Belajar dari pembukaan sekolah di zona hijau, seperti di Pariaman (Sumatera Barat) ternyata ada 1 guru dan 1 operator sekolah yang terinfeksi covid 19, padahal proses pembelajaran tatap muka sudah berlangsung 1 minggu. Begitu juga Tegal yang zona hijau, ketika membuka sekolah ternyata ada 1 siswa terinfeksi covid 19, padahal ananda sudah masuk sekolah selama 2 minggu. Ketika ada kasus terinfeksi, seharusnya pemerintah daerah harus melakukan tes PCR kepada 30x lipat dari kasus dalam populasi.
“Artinya, kalau ada 1 siswa terinfeksi maka 30 siswa lain harus di tes. Kalau belum terbukti terinfeksi Covid 19, maka biaya tes tidak ditanggung pemerintah pusat. Jadi, kalau pas buka sekolah dan ternyata ada kasus covid 19, siapakah yang akan menanggung biaya tes untuk 30 anak/guru di kluster tersebut,” ujar Retno Listyarti, Komisioner KPAI.
Zona hijau di Bengkulu juga membuka sekolah pada 20 Juli 2020, namun 2 minggu kemudian wilayah tersebut menjadi zona merah karena ada tenaga kesehatan di salah satu Puskesmas terinfeksi covid 19.
Kurikulum Darurat
KPAI mengapresiasi Kemdikbud bahwa akhirnya Kurikulum dalam situasi darurat atau kurikulum yang disederhanakan sudah dibuat, meski barangnya belum diketahui public dan KPAI juga belum mendapatkan Permendikbud tentang standar isi dan standar penilaian, karena perubahan kurikulum semestinya didasarkan pada standar isi dan standar penilaian tersebut.

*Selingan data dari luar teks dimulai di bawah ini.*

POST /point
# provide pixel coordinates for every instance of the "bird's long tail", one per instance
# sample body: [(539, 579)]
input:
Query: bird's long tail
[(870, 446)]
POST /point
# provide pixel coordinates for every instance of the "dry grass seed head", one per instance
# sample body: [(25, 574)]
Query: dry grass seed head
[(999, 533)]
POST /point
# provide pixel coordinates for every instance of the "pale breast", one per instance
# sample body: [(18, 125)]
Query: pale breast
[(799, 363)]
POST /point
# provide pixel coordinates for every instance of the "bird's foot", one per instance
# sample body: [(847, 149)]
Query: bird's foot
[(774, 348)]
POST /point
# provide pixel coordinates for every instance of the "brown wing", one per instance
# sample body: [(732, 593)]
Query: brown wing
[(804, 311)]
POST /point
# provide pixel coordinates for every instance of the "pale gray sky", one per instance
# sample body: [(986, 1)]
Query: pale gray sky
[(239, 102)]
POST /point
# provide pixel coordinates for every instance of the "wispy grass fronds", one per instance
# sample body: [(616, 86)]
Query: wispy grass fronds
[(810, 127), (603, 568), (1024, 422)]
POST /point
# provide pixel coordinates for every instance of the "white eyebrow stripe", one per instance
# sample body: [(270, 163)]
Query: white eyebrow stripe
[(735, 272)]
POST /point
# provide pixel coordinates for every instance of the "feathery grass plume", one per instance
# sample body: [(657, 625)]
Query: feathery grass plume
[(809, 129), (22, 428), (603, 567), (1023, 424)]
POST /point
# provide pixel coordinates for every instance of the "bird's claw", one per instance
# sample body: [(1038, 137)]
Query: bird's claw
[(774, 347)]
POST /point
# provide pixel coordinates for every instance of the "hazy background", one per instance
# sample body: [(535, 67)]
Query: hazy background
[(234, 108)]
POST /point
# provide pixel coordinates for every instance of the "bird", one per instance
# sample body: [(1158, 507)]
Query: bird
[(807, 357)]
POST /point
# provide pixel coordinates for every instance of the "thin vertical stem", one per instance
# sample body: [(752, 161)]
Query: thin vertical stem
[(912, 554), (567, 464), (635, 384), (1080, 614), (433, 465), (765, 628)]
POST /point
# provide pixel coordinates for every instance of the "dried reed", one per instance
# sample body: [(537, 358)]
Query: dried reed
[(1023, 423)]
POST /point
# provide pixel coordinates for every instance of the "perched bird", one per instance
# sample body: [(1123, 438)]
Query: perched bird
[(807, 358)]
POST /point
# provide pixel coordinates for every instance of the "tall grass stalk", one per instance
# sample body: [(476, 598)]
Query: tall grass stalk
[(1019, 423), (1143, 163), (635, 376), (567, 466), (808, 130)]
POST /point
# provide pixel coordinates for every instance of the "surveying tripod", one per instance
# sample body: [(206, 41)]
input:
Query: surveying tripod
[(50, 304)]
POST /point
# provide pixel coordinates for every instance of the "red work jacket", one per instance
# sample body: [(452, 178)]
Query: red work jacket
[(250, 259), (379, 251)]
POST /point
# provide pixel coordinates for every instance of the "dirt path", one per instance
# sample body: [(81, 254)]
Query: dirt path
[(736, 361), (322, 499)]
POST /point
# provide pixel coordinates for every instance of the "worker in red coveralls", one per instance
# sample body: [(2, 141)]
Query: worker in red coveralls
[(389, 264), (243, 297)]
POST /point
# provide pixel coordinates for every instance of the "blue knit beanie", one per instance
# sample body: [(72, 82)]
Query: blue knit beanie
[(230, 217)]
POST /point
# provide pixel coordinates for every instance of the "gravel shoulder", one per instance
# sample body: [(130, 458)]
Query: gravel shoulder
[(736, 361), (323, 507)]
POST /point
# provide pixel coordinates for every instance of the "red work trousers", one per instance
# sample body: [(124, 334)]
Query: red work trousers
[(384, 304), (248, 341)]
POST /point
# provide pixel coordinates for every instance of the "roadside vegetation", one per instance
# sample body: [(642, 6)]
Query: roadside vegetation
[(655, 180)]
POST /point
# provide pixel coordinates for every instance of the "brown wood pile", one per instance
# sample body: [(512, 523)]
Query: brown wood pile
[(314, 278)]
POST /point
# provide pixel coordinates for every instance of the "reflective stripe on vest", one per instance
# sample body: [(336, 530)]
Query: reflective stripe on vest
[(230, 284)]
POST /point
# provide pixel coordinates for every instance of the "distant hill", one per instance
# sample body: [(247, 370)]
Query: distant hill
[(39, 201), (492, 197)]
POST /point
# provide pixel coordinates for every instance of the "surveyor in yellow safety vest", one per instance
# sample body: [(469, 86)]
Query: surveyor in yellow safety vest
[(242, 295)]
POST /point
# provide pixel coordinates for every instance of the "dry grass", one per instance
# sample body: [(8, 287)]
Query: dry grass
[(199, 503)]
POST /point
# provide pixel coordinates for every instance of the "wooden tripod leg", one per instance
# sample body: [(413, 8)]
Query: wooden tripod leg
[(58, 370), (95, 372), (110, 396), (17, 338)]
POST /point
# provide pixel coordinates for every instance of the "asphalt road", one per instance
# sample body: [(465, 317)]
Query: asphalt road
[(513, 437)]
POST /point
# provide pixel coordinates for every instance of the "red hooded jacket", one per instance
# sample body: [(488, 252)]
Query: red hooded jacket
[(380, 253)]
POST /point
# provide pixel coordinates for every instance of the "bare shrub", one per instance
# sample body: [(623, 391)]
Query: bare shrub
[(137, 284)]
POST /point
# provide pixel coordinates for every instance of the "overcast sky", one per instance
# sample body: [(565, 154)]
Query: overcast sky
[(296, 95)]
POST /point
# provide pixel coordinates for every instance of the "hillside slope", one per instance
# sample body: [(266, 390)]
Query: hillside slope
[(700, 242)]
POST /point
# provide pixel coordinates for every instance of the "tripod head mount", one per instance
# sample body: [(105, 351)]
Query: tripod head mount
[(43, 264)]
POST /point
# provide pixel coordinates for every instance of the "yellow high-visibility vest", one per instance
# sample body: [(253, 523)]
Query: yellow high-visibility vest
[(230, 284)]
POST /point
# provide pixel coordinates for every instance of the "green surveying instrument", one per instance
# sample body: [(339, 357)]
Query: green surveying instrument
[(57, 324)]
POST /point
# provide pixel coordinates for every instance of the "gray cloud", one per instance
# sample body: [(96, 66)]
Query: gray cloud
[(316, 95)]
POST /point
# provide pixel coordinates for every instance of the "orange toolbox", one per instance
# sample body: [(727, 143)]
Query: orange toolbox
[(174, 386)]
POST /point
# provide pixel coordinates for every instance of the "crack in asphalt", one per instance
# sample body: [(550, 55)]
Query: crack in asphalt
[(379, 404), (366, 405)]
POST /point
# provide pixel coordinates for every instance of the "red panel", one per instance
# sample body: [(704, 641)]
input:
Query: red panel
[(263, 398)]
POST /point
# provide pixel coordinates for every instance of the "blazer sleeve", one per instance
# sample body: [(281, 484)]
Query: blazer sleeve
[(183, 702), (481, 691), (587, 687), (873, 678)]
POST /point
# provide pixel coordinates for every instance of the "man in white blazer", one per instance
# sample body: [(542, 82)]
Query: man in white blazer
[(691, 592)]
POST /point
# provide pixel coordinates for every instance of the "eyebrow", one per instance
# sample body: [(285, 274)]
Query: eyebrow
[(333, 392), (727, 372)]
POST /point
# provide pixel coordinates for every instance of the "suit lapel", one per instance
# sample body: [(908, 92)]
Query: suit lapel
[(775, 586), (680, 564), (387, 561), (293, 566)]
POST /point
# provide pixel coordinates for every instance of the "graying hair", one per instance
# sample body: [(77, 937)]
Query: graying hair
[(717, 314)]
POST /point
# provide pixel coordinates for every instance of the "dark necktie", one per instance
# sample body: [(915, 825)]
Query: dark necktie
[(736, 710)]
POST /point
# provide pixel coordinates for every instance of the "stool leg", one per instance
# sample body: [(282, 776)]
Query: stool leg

Sayangnya Kemdikbud tidak tegas bahwa kurikulum dalam situasi darurat ini harus digunakan seluruh sekolah, tetapi menjadi kurikulum alternative. Seharusnya tidak boleh ada pelaksanaan kurikulum berbeda dalam satu tahun ajaran baru karena akan membingungkan guru dan sekolah di lapangan seperti pernah terjadi pada saat Mendikbud Anies Baswedan, yaitu berlakunya dua kurikulum, kurikulum 2013 dengan kurikulum KTSP. “Situasinya darurat, jadi untuk menringankan guru, siswa dan orangtua maka kurikulum yang harusnya diberlakukan adalah kurikulum dalam situasi darurat di seluruh Indonesia,” urai Retno.
Relaksasi Dana BOS
Dana BOS diterima sekolah per 4 bulan, adapun besarannya adalah untuk jenjang Sekolah Dasar (SD) sebesar Rp 900.000/tahun; SMP Rp 1,1 juta pertahun, SMA Rp 1,6 juta pertahun dan SMK Rp 1,7 juta per tahun. Dana BOS selama ini digunakan untuk memenuhi 8 standar pendidikan nasional. Jadi, kalau semuanya digunakan untuk kuota internet tentu menyulitkan dan membebani sekolah. Karena sekolah harus bayar guru honor dan tenaga honor juga. “Tidak ada pandemic saja dana BOS kurang, apalagi ketika ada pandemic. Beberapa daerah memberikan juga BOSDA (BOS Daerah), namun tidak semua daerah. Karena Sekolah juga harus menyiapkan infrastruktur ke normalan baru dengan dana BOS. Daftar belanja bertambah tapi uang belanja tidak bertambah,”pungkas Retno.